Saturday, 27 February 2010

Video Nasty #8: Blood Feast


Synopsis: Local caterer and occult obsessive Faud Ramesis has been asked to cook for Mrs Fremont's dinner party. He's planning an egyptian feast, something which hasn't been attempted for thousands of years. Unfortunately Tescos is all out of female body parts, so he takes it upon himself to hunt the local free range birds.

In 2010 i'm attempting to watch and review all of the films on the DPP Video Nasty list. Click here for an explanation.

Blood Feast (1963) is the original splatter movie, making its director, Herschell Gorden Lewis, the godfather of gore. Lewis' previous films were mild skin flicks, and as such Blood Feast has the aesthetic and quality of a low budget soft-core porn movie; everything is shot on a single camera and the three wall sets are gloriously poor, spoilt by the sound stage making all dialog echo unnaturally for such a small room. The low-rent quality of filmmaking actually compliments the script, which is more camp than a carry on film made by John Waters. The dialog is dumber than a Michael Bay first draft and the actors would be relegated to 'second sheep' in a primary school nativity play. But that really doesn't matter, because Blood Feast isn't a serious film, it's a bloody, silly, splatter flick made to make the drive-in audience simultaneously scream and howl with laughter.


The gore is so ridiculously it's sublime. Legs are dismembered and skin-flick beauties are decapitated, all with the camera lingering on the gore for far longer than required, like a kid poking a dead body with a stick. My favourite sequence shows Ramesis ripping out a victim's tongue. After he's yanked it out we see an excessive amount of blood pouring from the victim's mouth, the flow clear helped by the actress' still attached tongue, clearly in cheek. It's obvious that the film's miniscule budget has gone into the special effects, and the film's better for it. It's in no way realistic, but then what fun gore film is?

Faud Ramesis is the star of the piece, hammed up wonderfully by Mal Arnold. As if his huge hypno-caterpillar eyebrows rendered purple by the technicolor wasn't odd enough, he has a Keyser Söze style limp, making escape from the scene painfully slow. Ramesis wants to bring his beloved Egpytian god Ishtar back from the dead, which requires a blood feast of women's body parts. When a customer asks him to arrange a dinner party, he can't belive his luck. 'It's a sign to begin' he effuses to his Ishtar effigy, ignoring the fact that as he is a caterer this is hardly an infrequent event.


The two inept detectives are on the puzzling case of the murders, spending most of their time on an echoey soundstage discussing how horrifying it all is. Serendipitously, Detective Thornton has been attending weekly egyptian history lecturers with his girlfriend Suzette 'All these murders take the joy out of everything' Fremont, which still doesn't help him solve the murder until the last few minutes of the film. The paucity of investigation could be excused if the book 'Ancient Weird Religious Rites' written by Ramesis hadn't been found at the scene of the first murder.

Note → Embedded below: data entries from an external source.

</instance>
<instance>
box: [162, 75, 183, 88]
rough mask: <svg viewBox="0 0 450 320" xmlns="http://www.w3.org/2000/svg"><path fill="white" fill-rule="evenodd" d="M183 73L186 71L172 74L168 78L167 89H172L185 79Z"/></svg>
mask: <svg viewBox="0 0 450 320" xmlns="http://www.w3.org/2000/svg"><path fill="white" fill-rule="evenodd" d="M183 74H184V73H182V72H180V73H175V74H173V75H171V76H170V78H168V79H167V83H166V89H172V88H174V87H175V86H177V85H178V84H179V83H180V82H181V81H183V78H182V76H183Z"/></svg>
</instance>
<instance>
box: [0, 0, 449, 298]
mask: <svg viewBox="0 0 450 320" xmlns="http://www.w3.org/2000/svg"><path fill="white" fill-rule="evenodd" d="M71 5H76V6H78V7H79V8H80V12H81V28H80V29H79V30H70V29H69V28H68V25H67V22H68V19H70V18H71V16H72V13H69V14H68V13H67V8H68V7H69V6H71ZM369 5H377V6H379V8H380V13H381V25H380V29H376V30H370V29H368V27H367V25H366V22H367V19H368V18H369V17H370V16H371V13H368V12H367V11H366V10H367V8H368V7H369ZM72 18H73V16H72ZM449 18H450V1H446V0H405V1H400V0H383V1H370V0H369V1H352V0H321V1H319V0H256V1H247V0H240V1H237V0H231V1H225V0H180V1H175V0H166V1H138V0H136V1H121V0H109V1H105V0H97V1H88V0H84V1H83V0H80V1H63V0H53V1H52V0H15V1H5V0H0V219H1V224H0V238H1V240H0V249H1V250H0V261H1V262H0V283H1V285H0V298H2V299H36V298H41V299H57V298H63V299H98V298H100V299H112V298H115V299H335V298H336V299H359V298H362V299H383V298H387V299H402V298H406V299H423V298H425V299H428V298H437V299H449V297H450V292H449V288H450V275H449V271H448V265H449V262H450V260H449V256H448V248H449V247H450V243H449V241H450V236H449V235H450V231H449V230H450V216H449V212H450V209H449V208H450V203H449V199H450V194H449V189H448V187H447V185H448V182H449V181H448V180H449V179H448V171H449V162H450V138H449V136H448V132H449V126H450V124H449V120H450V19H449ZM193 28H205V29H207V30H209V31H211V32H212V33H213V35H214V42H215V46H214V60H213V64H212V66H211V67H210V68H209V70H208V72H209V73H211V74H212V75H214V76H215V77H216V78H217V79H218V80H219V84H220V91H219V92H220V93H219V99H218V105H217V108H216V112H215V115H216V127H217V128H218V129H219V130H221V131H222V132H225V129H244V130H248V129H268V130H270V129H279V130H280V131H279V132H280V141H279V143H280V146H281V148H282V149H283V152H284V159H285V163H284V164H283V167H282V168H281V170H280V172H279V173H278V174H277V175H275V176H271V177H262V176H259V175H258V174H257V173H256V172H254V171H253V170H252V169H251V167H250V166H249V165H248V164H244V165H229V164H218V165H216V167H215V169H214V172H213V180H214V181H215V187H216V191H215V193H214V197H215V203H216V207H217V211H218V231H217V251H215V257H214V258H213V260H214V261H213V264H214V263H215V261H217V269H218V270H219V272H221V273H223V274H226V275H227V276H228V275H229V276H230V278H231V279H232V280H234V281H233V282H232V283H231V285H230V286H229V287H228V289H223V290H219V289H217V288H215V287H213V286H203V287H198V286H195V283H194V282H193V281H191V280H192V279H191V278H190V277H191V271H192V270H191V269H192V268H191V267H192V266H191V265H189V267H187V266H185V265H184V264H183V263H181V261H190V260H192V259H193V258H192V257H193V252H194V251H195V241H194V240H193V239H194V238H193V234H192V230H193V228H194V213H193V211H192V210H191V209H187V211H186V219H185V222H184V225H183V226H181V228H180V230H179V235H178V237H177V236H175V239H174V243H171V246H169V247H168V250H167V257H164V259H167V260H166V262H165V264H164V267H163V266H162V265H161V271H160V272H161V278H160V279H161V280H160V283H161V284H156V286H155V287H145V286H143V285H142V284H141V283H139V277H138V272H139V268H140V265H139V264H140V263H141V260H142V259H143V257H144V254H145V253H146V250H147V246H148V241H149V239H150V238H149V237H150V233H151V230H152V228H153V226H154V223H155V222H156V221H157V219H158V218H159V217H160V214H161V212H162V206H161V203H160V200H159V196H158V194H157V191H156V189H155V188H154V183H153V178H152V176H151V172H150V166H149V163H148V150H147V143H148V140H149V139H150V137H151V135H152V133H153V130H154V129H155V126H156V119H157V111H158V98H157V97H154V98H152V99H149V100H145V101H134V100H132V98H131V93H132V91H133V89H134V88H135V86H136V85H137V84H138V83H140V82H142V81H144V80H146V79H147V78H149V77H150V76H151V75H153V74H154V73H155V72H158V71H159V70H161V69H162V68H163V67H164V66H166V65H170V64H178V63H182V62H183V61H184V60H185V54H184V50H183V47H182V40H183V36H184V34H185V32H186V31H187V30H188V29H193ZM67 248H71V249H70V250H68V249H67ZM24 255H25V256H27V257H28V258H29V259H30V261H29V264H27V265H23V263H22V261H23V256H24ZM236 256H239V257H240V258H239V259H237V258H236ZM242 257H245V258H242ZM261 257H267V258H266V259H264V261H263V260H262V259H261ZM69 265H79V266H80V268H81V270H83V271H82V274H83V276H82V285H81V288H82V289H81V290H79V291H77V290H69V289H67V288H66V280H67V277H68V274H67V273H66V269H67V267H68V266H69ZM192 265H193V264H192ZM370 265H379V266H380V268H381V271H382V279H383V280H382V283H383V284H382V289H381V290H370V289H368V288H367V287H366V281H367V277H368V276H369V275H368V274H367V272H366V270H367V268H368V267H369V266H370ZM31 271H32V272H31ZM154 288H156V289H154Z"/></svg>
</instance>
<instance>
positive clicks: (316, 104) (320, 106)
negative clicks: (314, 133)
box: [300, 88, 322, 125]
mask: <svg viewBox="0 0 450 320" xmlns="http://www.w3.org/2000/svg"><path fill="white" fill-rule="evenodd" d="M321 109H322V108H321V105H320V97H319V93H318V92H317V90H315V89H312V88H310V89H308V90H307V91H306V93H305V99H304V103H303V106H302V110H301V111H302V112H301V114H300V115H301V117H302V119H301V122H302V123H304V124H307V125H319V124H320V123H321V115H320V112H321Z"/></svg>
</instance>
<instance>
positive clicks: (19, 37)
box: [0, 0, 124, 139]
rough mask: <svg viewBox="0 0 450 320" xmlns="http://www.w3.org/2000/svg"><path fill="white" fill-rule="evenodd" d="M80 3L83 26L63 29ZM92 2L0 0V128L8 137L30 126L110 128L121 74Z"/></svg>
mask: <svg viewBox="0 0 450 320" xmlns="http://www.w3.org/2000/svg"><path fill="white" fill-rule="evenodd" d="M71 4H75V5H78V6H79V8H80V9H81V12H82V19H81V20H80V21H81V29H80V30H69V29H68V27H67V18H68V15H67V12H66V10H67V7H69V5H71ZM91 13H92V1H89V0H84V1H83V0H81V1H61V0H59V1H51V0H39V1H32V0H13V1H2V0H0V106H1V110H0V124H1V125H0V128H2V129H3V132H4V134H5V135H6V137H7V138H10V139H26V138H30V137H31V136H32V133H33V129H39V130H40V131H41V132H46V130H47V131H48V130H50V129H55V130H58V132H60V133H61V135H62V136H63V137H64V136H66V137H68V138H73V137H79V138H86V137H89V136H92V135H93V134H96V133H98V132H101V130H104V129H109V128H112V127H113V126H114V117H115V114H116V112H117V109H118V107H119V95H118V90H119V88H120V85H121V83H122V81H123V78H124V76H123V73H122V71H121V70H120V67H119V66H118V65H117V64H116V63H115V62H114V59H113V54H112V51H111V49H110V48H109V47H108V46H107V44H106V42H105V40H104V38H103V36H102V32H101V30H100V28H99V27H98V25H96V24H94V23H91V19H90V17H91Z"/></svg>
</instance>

Much like the greatest film ever made, Evil Dead 2 (obviously), Blood Feast doesn't take itself seriously and manages to use gore in a fun slapstick way. There's little surprise that this is cult film, and it's definitely something I'll be watching again in the future (not a huge undertaking, considering the 65 minute runtime). It's a shame that much of the work in the genre this film defined only takes inspiration from the gore, leaving the fun behind.